I came across this thread today, addressing the question of whether "production" boats, specifically Jenes, Benes, and Bavarias are blue-water-worthy.  There are only 7 million threads out with people being know-it-alls about this question, but this one had a really decent and informative discussion.  

Jack Tyler's response, in particular, was very thought-provoking:
A multi-year Circle is a very ambitious project that is going to seriously test any boat (and not just in structural terms), so I'd suggest you look at it differently. I'd suggest you start with a Q like: "I have $60K to spend on a used boat (with my other $20K set aside for repairs/upgrades/outfitting and the like, before setting off). What boat will best meet my needs for that $60K?" 
... You need to zero in on the essential, functional demands of a boat doing extended cruising and, from those, identifying what your criteria will be. ... Consider using no more than one or two primary references that intentionally attempt to discriminate between the essential and the rest, and do your work. (My #1 rec would be Beth Leonard's Voyager's Handbook. Pay attention to her 'low budget' generic boat & crew that she repeatedly describes when discussing various boat characteristics). 
If you do your work, you'll end up with a much easier time of it in selecting the boat. Some examples: You'll come to realize that fresh water tankage may need to be much more emphasized than you'd imagined simply because your budget may not support the initial & upkeep cost of a water maker, even a cheap one since it could cost you perhaps 20% of your prep budget. You'll put significant (and functional) storage capacity on your list. You'll come to understand the central importance of a beefy anchor roller set-up (along with the boat's ability to handle much weight up forward). You'll learn that the repeated shock-loading of the deck & rigging hardware far exceeds what most boats see in more typical uses. And with these kind of criteria in hand, you'll look at all boats through a fresh lens and it will be much easier to weed out 'your' boat from the flock. 

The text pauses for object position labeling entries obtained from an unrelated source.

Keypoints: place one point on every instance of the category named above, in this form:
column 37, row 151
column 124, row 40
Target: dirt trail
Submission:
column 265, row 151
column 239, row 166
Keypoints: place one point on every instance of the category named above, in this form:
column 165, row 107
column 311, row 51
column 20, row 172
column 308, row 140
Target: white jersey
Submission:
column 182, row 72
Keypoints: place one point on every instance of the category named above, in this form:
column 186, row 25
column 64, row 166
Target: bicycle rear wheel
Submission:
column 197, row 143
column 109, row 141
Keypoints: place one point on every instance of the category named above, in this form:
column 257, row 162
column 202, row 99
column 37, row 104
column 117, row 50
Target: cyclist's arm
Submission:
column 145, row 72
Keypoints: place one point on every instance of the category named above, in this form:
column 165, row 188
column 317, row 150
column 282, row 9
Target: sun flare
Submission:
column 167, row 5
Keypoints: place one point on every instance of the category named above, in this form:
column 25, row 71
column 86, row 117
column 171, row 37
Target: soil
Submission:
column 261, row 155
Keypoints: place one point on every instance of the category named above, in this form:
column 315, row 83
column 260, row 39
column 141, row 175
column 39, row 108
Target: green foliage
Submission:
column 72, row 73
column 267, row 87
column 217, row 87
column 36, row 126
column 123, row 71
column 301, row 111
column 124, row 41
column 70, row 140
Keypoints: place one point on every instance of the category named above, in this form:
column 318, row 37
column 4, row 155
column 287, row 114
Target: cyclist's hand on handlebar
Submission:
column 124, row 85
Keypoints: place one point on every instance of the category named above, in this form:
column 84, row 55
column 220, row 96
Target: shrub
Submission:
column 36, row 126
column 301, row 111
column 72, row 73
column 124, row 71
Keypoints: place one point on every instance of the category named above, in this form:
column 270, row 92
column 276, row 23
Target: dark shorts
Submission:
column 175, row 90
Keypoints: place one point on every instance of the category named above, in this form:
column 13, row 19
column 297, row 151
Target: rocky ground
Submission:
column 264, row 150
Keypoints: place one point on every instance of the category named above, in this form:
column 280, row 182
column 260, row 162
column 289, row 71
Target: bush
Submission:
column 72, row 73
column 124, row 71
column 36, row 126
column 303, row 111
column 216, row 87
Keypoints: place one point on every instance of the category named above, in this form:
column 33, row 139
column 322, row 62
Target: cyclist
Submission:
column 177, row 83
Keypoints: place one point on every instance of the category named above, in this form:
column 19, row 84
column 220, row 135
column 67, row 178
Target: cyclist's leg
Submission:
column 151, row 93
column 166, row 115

You'll begin to appreciate how many boat builders these days (to include most of the models built by the mfgrs you mentioned) push their interiors 'out' in order to make the boat appear bigger and more 'open', with the inevitable loss of accessible storage compartments. You will notice that the bow roller assemblies are often cantilevered and built of 5mm/6mm stainless plate and bends are with tight radiuses. You'll begin to look at how beefy the deck hardware is, how its built and how its attached to the boat. You'll look at the tankage and scratch your head about how that could possibly work. And overarching all of this will be the inevitable ratcheting down of the size of the vessel you can realistically purchase, which will just make matching all your criteria that much more challenging.

Wow.  Why can't all internet-posters be this clear, articulate, and to-the-point?  The discussion goes on for or several hundred more posts, during which Jack goes on to say:
[H]igh production-volume builders that build down to a price a) miss things when building many boats each day (Bavaria was producing 2,000 boats each year as of five years ago...and they were expanding production), b) getting cost out of a boat inevitably forces compromises (which of course is true of every boat), but that c) the odds incrementally add up against you with these compromises because it becomes harder and harder for the builder to properly test & evaluate these, and to adequately inspect every hull being finished. ...  
So what to do? With research, you'll find some models of these builders, for some periods of time, are simply better engineered and more easily/reliably built than others. I saw a Jeanneau 41 out in the Frisian Islands of Germany that had been doing the offshore run up the Jutland Peninsula to Norway every year for 17 years. This can be a very tough run. I thought it was first rate and wouldn't hesitate to take it south of the Great Capes. But when built, the owner could ask for modifications such as additional high-tech (kevlar, as I recall) build-up in high-stress areas, and this owner had done that. The trick is to find out which of the many models being built over many years are less prone to major failures (since every boat will have its issues), and zero in on those for your shopping.
I do think Jack has a conclusion in mind here, and I'm not certain I agree with it, but it certainly is nicely put, and I certainly will be getting the book he recommends.